Vivimos hoy una situación muy compleja, entre la disparatada actuación de la clase política y cierta resignación de la mayoría ciudadana, enfrentando los resultados del juego del mal menor que nos llevó a decidir entre la organización para delinquir encabezada por la hija del dictador y el «invitado» sindicalista de una organización marxista acartonada, administrada por intereses de la peor laya.

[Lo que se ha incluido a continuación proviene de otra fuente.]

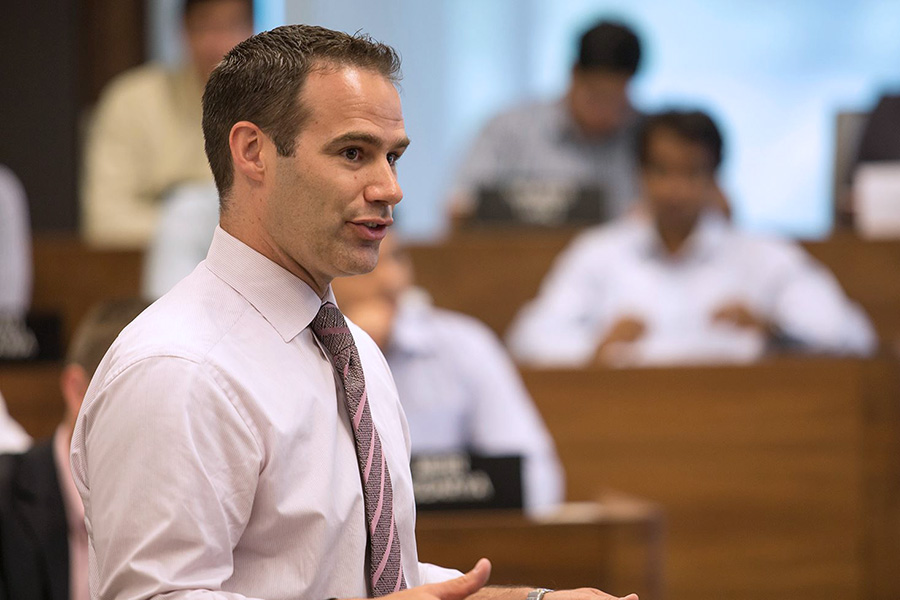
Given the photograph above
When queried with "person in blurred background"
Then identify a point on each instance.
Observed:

Pero el Perú bicentenario hace tiempo está en crisis. Momentos de desorientación similares a éste los encontramos en el período final del segundo gobierno del presidente Belaúnde o en la hiperinflación aprista del primer Alan García, que abrió las puertas a la autocracia de Fujimori y a lo que siguió. La debilidad institucional y la ausencia de objetivos nacionales parece continuar pese a los distintos signos ideológicos de los gobiernos y al cambio de caras del elenco político, cada vez más corrupto e inepto.
De un lado tenemos la inoperancia del Ejecutivo, concentrado a toda costa en la sobrevivencia del mandato presidencial, sin rumbo en lo político y sin un programa de reformas, lo que se refleja en las malas y pésimas decisiones en la formación de sucesivos gabinetes ministeriales. Del otro lado, está el actual Congreso Nacional, sin iniciativas más allá del cálculo político que amalgama principalmente, a sectores de derecha y ultraderecha sin idea de país, cuyo objetivo se reduce a retrasar las urgencias de cambio que nuestra sociedad requiere.
En este conflicto entre poderes la democracia es un espejismo, pues ni el Presidente honra el encargo recibido en las urnas, ni los legisladores cumplen su función de fiscalizarlo, dado que lo que buscan en realidad, es el mejor disfraz para el golpe de Estado que están deseando desde que se conocieron los resultados de la segunda vuelta electoral hace casi nueve meses.
Un conflicto de este tipo no se resuelve de un día para otro. Los mecanismos institucionales ahora rebasados son inocultables hasta para la prensa concertada que defiende un statu quo insostenible en el mediano plazo. Nuevas reglas de juego compartidas ahora parecen imposibles. La salida de Castillo por la vía de un golpe blando o la convocatoria a nuevas elecciones de ningún modo garantiza la superación de esta crisis del régimen democrático peruano, ni la superación de los extremos de informalidad, corrupción e incompetencia que nos debilitan como sociedad y nos llevan a una creciente anomia.
La decepción con el gobierno de Castillo es latente, la conflictividad social irá en ascenso y las elecciones municipales y regionales programadas para este año serán la reiteración de que nuestra democracia está corroída por intereses de muy corto plazo y alcance, cuando no directamente tomada por poderes delictivos. ¿Cabe alguna duda al respecto?
Nuestra tarea principal en estas circunstancias es contribuir a la enorme responsabilidad de forjar una toma de conciencia ciudadana sobre el momento histórico crítico que vive el país y la necesidad de iniciar su lenta reconstrucción política. Las fuerzas sociales que se expresaron en las urnas en 2021 y que han sido ahora postergadas por la incompetencia del presidente Castillo deben ser las protagonistas.